La ‘spore qui aime May’
« En d’autres termes, quand et comment les cellules ont commencé à communiquer entre elles, à s’unir ou à se spécialiser entre elles, formant des organismes de plus en plus complexes. Le développement de la multicellularité animale est très important du point de vue de la biologie fondamentale », a ajouté Urrutia, qui a effectué la recherche au CEFAS au Royaume-Uni, à la station marine de Plentzia (PIE) et à l’Institut de biologie évolutive (IBE/CSIC).
Txikispora n’est pas seulement une nouvelle espèce, il donne aussi un nom à un nouveau genre, une nouvelle famille, un nouvel ordre, etc. En d’autres termes, nous avons maintenant la nouvelle famille des Txikisporidae, une avec pas mal de séquences cryptiques, c’est-à-dire des morceaux d’ADN inconnus qui ressemblent beaucoup à Txikispora et qui pourraient aussi appartenir à des parasites, bien qu’on ne sache pas où ils se trouvent ni quels animaux ils pourraient parasiter. Beaucoup d’entre eux sont présents dans les écosystèmes aquatiques en Europe, mais on ne sait rien de plus à leur sujet. C’est une autre piste de recherche que j’aimerais poursuivre ».
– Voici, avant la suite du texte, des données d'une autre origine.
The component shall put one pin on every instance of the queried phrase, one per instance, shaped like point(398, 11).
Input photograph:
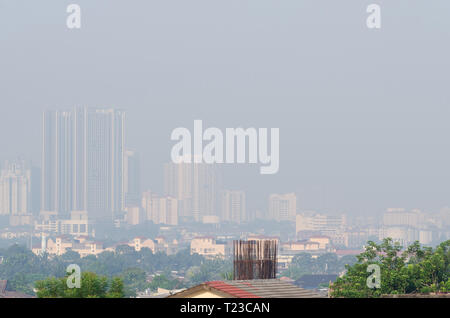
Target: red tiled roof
point(232, 290)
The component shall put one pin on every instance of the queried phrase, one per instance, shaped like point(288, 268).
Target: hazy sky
point(364, 115)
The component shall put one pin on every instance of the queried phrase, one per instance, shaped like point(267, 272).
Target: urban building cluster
point(89, 177)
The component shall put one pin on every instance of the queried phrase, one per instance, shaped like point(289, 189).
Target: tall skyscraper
point(132, 182)
point(233, 206)
point(82, 156)
point(283, 207)
point(195, 186)
point(15, 189)
point(160, 210)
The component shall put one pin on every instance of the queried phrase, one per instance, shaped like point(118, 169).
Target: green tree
point(92, 286)
point(414, 270)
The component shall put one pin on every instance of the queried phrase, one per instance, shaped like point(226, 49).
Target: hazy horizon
point(363, 114)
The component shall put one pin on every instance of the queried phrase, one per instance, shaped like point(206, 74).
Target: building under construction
point(256, 259)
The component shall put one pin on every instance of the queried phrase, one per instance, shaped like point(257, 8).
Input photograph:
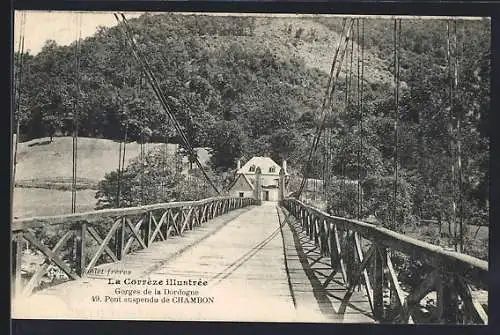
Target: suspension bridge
point(241, 258)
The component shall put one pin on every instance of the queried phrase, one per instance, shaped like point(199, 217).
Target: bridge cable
point(123, 141)
point(452, 64)
point(361, 118)
point(331, 91)
point(76, 113)
point(154, 84)
point(349, 107)
point(17, 94)
point(325, 99)
point(397, 38)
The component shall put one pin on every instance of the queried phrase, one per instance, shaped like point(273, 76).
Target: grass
point(44, 172)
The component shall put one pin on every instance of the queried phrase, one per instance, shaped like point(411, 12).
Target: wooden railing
point(81, 241)
point(363, 254)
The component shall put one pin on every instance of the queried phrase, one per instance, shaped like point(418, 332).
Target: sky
point(62, 27)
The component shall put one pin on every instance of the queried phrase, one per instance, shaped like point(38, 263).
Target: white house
point(247, 179)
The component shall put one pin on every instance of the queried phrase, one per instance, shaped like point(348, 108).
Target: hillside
point(304, 39)
point(44, 164)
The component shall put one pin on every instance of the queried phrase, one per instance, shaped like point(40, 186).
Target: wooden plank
point(135, 231)
point(473, 308)
point(17, 252)
point(47, 252)
point(95, 235)
point(158, 226)
point(475, 268)
point(103, 245)
point(20, 224)
point(34, 280)
point(83, 248)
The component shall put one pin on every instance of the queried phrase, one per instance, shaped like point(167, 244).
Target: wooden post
point(446, 299)
point(120, 239)
point(378, 286)
point(281, 195)
point(258, 186)
point(17, 252)
point(83, 249)
point(147, 230)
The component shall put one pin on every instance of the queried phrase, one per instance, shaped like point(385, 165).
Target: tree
point(227, 142)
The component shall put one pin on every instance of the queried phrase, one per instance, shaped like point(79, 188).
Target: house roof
point(244, 178)
point(265, 163)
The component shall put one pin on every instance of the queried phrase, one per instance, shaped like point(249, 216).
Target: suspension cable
point(154, 84)
point(358, 102)
point(331, 91)
point(76, 114)
point(397, 38)
point(122, 141)
point(459, 143)
point(17, 94)
point(361, 116)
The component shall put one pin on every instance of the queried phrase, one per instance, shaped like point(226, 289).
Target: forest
point(241, 100)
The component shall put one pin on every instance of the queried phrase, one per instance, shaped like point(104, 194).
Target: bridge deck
point(254, 268)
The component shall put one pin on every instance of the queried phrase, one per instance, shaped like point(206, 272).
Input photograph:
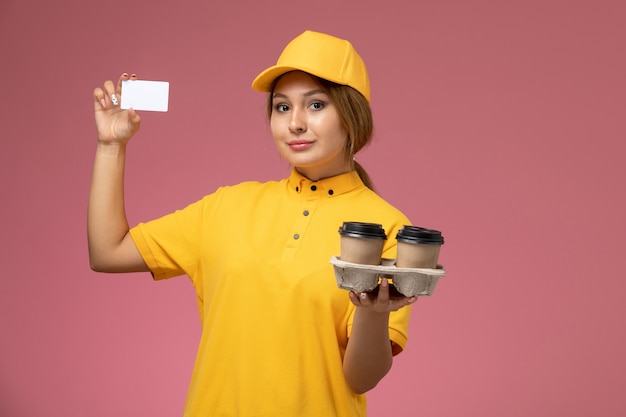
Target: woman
point(279, 337)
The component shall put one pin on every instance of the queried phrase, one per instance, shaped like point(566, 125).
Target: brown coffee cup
point(418, 247)
point(362, 243)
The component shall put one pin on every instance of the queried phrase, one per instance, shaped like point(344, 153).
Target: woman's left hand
point(380, 302)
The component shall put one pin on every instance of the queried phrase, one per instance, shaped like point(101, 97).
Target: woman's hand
point(114, 125)
point(380, 302)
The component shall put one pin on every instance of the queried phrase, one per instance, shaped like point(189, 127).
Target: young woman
point(279, 338)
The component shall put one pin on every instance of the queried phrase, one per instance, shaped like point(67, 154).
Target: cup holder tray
point(365, 278)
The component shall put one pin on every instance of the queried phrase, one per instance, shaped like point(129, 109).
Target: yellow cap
point(322, 55)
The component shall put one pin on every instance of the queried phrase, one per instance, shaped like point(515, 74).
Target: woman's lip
point(299, 145)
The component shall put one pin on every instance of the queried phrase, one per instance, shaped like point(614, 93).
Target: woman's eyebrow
point(307, 94)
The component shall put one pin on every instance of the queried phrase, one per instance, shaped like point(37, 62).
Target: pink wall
point(499, 122)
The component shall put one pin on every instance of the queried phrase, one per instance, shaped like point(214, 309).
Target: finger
point(354, 297)
point(123, 77)
point(383, 291)
point(98, 98)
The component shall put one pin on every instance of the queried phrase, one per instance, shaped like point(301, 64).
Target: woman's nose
point(297, 123)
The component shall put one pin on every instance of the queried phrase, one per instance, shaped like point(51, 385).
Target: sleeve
point(170, 245)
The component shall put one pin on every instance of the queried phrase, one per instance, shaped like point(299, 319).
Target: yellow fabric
point(275, 324)
point(328, 57)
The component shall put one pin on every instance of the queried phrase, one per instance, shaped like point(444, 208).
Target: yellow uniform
point(274, 323)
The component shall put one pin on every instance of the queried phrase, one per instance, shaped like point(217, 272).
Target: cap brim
point(263, 82)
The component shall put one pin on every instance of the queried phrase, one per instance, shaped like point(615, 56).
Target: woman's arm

Ander Urrutia, Chercheur, UPV/EHU Groupe de recherche Biologie Cellulaire en Toxicologie Environnementale et Pathologie Animale au CEFAS/OIE
Les chercheurs de l’UPV/EHU ont été mandatés pour nommer ce parasite. Le nom Txikispora a été adopté en raison du fait qu’il s’agit d’une petite spore, et philomaios est dû au fait que le parasite n’est apparu que pendant quelques jours en mai, d’où la « spore qui aime le mai ». Outre la difficulté de le placer phylogénétiquement dans son groupe correspondant, il était difficile de le trouver dans l’eau de mer : « Nous étions à la poursuite de l’oie sauvage jusqu’à ce que nous nous rendions compte qu’il ne se trouve dans la communauté des amphipodes que quelques jours au cours de cette mois, c’est comme si le parasite avait disparu pour le reste de l’année », explique Urrutia.
Information additionnelle
Cette recherche s’inscrit dans le cadre de la thèse de doctorat d’Ander Urrutia intitulée « Réservoirs cryptiques de parasites micro-eucaryotes dans les invertébrés intertidaux écologiquement pertinents des écosystèmes côtiers tempérés » et encadrée par le Dr Ionan Marigomez (responsable de la station marine de Plentzia – PiE) et le Dr Stephen W. Feist du Centre for Environment, Fisheries and Aquaculture Science – CEFAS (Royaume-Uni). Iñaki Ruiz-Trillo du BIE-CSIC à Barcelone a également collaboré à l’étude.